Empecemos por el primer placer sensorial de esta experiencia: la música de espera. No es que la música sea mala per se; es que ha sido diseñada por un comité de compositores anónimos cuyo trabajo consiste en crear armonías que calmen el alma y, simultáneamente, borren cualquier rastro de paciencia humana. Es una mezcla perfecta entre piano suave, sintetizador de aeropuerto y goteo de reloj de pared. Esa música te acompaña mientras sigues un mapa de números que parece escrito por un satanista de la atención al cliente: 1 = facturas, 2 = reclamaciones, 3 = cambios, 4 = información sobre productos, 5 = quejas, 6 = ¿quién sabe?, 7 = departamento de lo inalcanzable, 8 = departamento de lo inexistente, 9 = esperanza.

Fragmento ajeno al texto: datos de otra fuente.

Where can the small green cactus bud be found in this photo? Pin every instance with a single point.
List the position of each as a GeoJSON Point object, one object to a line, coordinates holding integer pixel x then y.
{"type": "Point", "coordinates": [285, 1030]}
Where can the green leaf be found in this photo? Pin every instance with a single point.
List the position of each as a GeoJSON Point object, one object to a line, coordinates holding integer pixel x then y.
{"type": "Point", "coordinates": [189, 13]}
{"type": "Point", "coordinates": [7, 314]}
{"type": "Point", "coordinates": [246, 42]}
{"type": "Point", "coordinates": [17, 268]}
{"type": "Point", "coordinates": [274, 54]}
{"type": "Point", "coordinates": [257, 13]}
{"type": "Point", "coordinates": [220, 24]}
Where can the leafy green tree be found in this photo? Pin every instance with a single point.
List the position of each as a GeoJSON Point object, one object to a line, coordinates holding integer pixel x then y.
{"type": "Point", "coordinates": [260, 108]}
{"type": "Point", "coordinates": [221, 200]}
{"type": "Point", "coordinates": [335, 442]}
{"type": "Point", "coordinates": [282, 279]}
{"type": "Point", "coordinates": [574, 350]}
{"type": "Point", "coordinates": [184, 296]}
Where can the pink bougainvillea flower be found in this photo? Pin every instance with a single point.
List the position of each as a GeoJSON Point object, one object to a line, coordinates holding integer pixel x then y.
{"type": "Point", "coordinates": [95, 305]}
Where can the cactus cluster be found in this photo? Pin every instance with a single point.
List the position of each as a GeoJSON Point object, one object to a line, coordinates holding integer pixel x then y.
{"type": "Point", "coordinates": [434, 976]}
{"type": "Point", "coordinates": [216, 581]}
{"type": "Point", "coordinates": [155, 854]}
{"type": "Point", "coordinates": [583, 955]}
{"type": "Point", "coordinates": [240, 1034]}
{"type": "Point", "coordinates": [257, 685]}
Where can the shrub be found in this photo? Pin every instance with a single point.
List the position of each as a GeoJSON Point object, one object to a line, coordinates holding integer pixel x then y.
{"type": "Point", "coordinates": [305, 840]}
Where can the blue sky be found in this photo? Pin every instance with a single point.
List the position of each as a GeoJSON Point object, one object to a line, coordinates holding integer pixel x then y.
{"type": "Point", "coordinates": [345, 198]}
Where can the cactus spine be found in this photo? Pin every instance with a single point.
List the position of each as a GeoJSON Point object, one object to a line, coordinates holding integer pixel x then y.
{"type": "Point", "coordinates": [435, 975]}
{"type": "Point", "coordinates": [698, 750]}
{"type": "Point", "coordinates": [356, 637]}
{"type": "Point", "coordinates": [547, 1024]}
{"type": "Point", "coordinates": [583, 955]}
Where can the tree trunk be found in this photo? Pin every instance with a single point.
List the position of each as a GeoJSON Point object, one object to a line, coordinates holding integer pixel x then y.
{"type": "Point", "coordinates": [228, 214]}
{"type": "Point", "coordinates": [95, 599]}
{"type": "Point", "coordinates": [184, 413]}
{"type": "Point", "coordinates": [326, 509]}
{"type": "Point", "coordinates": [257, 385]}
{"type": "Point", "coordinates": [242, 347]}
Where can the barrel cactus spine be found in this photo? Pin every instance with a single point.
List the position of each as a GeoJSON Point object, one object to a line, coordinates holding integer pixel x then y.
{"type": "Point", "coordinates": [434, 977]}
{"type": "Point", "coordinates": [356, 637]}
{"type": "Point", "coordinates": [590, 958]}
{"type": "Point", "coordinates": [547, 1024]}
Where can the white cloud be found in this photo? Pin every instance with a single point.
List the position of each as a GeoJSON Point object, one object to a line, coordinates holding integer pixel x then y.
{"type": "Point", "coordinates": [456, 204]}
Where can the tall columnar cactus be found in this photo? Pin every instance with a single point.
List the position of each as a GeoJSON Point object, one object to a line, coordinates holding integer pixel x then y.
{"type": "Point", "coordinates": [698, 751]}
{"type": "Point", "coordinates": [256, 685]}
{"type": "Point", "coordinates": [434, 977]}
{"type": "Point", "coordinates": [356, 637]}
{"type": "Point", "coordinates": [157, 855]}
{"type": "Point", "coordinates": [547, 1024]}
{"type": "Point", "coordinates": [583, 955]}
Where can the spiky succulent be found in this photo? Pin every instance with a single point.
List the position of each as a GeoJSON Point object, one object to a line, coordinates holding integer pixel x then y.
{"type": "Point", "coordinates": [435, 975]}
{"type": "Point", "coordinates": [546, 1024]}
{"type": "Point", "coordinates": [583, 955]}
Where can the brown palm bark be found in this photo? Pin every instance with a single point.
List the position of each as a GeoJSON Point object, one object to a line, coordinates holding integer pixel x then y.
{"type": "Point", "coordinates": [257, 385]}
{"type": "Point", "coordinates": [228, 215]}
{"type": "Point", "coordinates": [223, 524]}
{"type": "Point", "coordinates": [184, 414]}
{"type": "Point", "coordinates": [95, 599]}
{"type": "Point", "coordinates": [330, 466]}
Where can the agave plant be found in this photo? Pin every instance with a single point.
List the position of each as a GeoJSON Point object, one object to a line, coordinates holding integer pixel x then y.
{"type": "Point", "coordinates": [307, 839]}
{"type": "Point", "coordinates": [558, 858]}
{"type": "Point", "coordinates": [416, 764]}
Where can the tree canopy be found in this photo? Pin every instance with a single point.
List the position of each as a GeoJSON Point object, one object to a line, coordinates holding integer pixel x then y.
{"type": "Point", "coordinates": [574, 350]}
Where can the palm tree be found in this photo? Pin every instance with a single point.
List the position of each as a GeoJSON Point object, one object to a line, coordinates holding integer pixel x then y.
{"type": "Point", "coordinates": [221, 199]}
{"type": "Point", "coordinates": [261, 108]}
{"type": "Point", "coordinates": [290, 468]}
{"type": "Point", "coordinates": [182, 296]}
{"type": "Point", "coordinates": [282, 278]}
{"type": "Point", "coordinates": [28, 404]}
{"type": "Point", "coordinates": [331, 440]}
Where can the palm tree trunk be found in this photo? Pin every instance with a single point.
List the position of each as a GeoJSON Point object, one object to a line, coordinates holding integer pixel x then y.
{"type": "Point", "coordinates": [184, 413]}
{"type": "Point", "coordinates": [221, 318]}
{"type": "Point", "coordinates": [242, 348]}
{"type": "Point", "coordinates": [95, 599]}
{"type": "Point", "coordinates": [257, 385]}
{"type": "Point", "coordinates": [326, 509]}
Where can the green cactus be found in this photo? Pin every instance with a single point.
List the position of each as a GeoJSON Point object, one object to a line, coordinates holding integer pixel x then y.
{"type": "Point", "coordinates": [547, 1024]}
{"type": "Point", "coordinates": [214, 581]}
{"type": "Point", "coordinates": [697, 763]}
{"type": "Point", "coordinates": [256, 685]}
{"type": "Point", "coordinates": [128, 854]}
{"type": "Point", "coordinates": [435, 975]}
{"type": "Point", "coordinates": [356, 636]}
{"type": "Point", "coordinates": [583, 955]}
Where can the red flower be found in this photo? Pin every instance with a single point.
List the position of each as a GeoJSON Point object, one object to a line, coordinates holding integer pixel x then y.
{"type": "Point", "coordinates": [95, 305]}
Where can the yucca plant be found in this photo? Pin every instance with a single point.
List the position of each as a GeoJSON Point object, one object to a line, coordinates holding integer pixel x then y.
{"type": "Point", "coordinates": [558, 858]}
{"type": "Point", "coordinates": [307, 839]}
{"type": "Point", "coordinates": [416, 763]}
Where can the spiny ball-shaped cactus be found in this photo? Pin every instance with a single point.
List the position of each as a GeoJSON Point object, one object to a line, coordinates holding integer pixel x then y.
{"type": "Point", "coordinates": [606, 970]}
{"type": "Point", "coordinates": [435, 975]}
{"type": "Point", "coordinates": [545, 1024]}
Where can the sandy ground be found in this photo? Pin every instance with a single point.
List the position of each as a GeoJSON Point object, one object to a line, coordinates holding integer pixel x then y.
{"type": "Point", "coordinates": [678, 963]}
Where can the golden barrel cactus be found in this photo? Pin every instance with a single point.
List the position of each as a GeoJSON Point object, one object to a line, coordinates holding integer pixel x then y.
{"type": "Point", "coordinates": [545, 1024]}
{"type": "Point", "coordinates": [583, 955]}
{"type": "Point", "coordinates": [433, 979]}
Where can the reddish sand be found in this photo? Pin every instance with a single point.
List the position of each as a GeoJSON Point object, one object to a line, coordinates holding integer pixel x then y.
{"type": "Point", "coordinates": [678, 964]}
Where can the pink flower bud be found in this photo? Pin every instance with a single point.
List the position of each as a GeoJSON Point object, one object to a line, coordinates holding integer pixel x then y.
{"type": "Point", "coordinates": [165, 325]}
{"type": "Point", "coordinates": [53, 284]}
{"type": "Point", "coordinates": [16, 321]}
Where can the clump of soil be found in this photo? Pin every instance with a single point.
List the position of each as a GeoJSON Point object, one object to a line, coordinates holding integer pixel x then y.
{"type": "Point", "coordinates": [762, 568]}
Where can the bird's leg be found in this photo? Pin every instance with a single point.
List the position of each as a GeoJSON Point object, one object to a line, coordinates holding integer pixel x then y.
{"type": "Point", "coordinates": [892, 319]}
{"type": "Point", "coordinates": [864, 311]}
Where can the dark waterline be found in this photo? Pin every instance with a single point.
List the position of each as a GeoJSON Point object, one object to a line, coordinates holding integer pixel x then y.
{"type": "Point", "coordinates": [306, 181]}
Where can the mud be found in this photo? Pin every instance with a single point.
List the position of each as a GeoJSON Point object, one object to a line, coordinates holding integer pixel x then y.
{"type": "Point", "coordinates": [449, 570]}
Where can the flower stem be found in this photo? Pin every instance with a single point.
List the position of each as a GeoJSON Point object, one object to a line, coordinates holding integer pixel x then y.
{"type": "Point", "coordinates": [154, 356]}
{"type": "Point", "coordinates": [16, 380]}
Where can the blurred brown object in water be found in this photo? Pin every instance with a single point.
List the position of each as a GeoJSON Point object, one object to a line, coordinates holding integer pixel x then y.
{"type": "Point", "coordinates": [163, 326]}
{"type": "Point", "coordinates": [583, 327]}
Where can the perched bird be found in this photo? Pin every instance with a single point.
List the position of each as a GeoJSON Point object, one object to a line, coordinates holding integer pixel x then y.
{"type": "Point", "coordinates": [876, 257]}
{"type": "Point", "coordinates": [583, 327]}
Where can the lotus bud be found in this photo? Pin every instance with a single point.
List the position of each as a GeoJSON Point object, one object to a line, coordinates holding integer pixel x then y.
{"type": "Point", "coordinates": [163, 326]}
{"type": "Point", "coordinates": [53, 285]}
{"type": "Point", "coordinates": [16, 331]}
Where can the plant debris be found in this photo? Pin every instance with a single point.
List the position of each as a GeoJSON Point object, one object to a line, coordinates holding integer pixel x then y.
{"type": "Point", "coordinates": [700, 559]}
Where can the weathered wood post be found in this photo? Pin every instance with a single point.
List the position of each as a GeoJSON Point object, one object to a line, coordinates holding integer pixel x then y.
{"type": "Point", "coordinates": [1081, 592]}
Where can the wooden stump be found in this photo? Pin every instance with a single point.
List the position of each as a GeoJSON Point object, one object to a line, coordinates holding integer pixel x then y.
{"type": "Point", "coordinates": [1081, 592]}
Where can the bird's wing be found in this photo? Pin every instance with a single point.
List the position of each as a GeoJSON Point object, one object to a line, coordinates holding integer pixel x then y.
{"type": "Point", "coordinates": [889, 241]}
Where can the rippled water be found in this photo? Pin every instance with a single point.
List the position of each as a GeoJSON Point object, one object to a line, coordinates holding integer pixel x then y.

La voz robótica, generosa en alternativas, te hace sentir que tú controlas el proceso. “Pulse 1 si desea pago automático.” Lo pulsas. “Pulse 2 si desea hablar de cobros no reconocidos.” Pulsas 2. Un segundo de silencio expectante, seguido por un nuevo menú. “Si desea información sobre su contrato, pulse 1; si desea tramitar una baja, pulse 2; si desea presentar una queja formal, pulse 3…” Y así en bucle. Es como entrar a un laberinto donde cada giro te devuelve a la misma encrucijada decorada con la misma moqueta beige y las mismas plantas artificiales que nunca antes habías notado.

Francisco R. Breijo Marquez

Intentas pensar estratégicamente. ¿Y si presionas 0? La leyenda urbana del 0 como la tecla mágica que invoca a un ser humano ha sobrevivido a generaciones. Lo encuentras tachado por la experiencia: algunas veces funciona, la mayoría no, y en otras ocasiones produce un “no válido” que suena como una reprimenda. Presionas #, *, 9, 99, 999 por si acaso hay un patrón secreto. Nada. La máquina permanece impasible. En ocasiones, tras una secuencia heroica de botones, una nueva frase aparece como recompensa: “Su llamada va a ser atendida por el primer operario disponible. El tiempo de espera aproximado es de: 45 minutos.” La cifra parece calculada en otra dimensión temporal, donde 45 significa “posiblemente para después de la próxima factura”.

Y llega lo mejor: la promesa del operario. Esa frágil luz al final del túnel que brilla con la intensidad de un farolillo de cumpleaños apagado. “Espere, por favor, que le atenderá un operario.” ¡Oh, el operario! Ese ser mítico, casi mitológico, que supuestamente posee la capacidad de leer tu expediente en una sola mirada y solucionar lo que tú creías imposible de solucionar. La voz, como si entendiera nuestras esperanzas, añade: “No desespere; en breve será atendido.” “No desespere.” ¿Quién diseñó esa frase? ¿Un poeta de la desesperanza? Porque hay algo profundamente filosófico en pedirle a alguien que no desespere mientras lo ponen a 0 decibelios de progreso.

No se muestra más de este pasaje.